Both of these challenges are the main drivers behind the fact that 87 percent of data science projects do not make it into production. The time distribution of a typical data science project is roughly as follows; 45 percent cleaning and prepping the data, 21 percent exploring and visualizing data, 11 percent selecting the model and 12 percent tuning the model. Only the remaining 11 percent is devoted to productionizing and deployment of the model.
In short, data scientists spend far too much time on basic data management chores, much like data analysts did before adopting the modern data stack. I suspect that data scientists, myself included, often have a strong bias toward spending the remaining time building elaborate and highly-tuned models instead of focusing on basic infrastructure and a model’s potential to be brought into production. To paraphrase Donald Knuth, “premature optimization is the root of all evil.”
Getting your machine learning into production
Let’s move from problem mode to solution mode (it is part of my job title after all!). The first step towards getting a higher return on investment from your data science projects is to assess if you actually have the tools or processes to actually support data science or even a genuine business use case. The high failure rate of data science suggests that organizations have rushed into data science projects so that they can reference them in their annual plans or press releases without a real business pain that requires a data science use case.
If you do need to leverage the considerable potential of data science technologies, tackling the challenges outlined above involves taking a step back and solving the DataOps infrastructure problem, ensuring that models are comprehensible and compliant with regulations and making data governance a priority. The good news is that the solution to many of these challenges leverages the same modern data stack you use for business intelligence.

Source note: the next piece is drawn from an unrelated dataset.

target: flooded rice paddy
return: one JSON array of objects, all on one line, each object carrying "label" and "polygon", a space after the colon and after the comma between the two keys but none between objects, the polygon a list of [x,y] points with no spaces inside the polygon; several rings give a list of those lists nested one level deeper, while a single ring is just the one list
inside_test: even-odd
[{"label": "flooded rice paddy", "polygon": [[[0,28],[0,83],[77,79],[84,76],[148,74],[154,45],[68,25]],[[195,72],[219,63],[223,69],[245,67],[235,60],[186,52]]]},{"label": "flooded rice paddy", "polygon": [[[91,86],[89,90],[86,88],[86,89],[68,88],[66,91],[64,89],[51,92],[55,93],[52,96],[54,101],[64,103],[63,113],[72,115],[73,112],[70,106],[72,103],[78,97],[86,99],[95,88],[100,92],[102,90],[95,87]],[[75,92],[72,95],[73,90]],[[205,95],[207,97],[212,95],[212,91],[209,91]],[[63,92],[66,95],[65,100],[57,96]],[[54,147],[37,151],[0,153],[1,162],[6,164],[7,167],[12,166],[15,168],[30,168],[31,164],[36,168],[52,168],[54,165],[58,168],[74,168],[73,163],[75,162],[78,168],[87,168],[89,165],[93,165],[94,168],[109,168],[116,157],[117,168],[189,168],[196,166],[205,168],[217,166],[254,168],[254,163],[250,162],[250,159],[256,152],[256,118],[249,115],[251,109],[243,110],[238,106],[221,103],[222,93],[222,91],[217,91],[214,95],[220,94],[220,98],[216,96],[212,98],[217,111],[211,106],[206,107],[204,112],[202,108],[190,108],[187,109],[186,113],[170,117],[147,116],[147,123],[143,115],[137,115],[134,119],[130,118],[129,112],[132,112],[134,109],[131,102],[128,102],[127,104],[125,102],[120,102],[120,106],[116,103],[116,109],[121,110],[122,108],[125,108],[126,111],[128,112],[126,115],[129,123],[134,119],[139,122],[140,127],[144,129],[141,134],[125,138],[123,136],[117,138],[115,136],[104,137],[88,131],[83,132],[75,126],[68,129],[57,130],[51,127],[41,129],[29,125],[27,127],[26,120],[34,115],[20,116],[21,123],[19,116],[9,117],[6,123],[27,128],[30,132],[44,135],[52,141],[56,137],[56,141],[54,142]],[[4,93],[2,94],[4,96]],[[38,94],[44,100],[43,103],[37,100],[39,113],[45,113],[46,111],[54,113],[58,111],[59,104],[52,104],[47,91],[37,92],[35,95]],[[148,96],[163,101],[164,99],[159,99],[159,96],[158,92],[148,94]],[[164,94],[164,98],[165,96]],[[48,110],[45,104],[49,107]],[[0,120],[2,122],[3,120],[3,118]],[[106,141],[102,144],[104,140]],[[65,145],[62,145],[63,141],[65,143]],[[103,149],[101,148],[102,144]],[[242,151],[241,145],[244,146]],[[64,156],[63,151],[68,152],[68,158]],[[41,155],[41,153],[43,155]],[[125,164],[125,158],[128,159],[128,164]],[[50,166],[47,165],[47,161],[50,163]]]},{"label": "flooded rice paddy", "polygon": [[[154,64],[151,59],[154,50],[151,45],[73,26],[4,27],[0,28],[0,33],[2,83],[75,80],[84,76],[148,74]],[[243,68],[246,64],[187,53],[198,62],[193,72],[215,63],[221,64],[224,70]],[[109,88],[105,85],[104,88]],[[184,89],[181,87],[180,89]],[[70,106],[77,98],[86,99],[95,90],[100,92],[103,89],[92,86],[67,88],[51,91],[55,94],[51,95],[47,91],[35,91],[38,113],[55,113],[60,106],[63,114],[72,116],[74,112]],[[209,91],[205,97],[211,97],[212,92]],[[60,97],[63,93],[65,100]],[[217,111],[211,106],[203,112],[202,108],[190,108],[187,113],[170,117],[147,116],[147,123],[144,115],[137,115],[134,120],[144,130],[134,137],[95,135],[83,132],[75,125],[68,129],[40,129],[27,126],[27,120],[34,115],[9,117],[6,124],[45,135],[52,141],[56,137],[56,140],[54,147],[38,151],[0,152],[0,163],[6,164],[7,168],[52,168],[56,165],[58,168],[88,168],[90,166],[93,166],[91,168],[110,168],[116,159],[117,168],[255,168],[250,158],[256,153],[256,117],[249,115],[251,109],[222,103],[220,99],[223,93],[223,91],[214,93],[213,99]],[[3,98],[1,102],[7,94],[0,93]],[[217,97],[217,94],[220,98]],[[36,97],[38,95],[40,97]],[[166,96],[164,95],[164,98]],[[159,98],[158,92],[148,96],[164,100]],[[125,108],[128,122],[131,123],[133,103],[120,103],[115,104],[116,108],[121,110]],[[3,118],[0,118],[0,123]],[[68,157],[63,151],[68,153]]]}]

To begin with, you can pursue relatively simple and practical machine learning projects using structured data you already store in a data warehouse. You very likely already collect structured sales, marketing and product behavior, for instance. Some data warehouses even support machine learning models written in SQL.
For more advanced machine learning use cases that depend on unstructured documents and media files, one possible workflow is to use a governed data lake as a staging area for unstructured or semi-structured data before storing transformed feature vectors in a data warehouse. Keeping all of the data associated with a model, including output data, in your data warehouse will help your analysts see inside the “black box” of a model, making it more accessible. A transparent model is also more likely to pass internal audits and risk assessments; ultimately resulting in it being more likely to become part of a production workflow.
The modern data stack that you apply to business intelligence can be applied to data science and machine learning as well. New analytics data storage technologies increasingly support both relational and unstructured data. Fivetran now writes data to S3 in a relational structure using the Apache Iceberg table format, while AWS Lake Formation (via AWS Glue) applies data governance and granular access control. As your data practice matures, such technologies that make data lakes tractable will be key to helping your data science projects get into production.